A few Convenience Utilities for Python Multiprocessing

In my use of Python’s multiprocessing module, from time to time I’m bothered by the lack of two convenience features, one concerning exception visibility, and the other concerning logging. I’ve created a subclass of Process to add these features.

Subclassing Process to return worker results and exceptions

Usually, we use multiprocessing like this:

1
2
3
4
5
6
7
import multiprocessing as mp

def main():
    p = mp.get_context('spawn').Process(target=func, args=..., kwargs=...)
    p.start()
    ...
    p.join()

If the target function (or “worker”) crashes due to an exception, the main process would proceed as if nothing bad has happened. We have to deliberately check p.exitcode; even if that tells us something is wrong, we won’t get the usual traceback printout. For crashes in the worker to be visible, we need to be sure things get printed out in the target function. That, of course, still does not stop the flow of the main process. We still need to check p.exitcode.

In this regard, concurrent.futures.ProcessPoolExecutor.submit is more pleasant to use. The returned Future object will raise the exception that the worker has crashed with, if any, when we call Future.result() or Future.exception().

By the way, another convenience provided by concurrent.futures is the method result(). The Process object does not have this. If the worker wants to return a simple value as the result, we have to pass in a Queue or something else to receive it in the child process and fetch it back to the main process.

In this article, I’ll walk through a custom process class that addresses these inconveniences.

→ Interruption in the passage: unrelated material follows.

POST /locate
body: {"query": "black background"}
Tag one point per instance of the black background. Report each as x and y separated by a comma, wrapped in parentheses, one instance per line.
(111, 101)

To set the stage, I only care about a “spawned” process, as that is almost always what we should be using. So I’ll create a subclass of multiprocessing.context.SpawnProcess, which in turn is a very thin wrapper around multiprocessing.process.BaseProcess.

After reading parts of the multiprocessing code (especially the “spawn” part, which I did not dive into), I decided it’s black magic to me and I should not enhance it by hacking its internals. Instead, I should rely on its public API as far as it can get the enhancements done.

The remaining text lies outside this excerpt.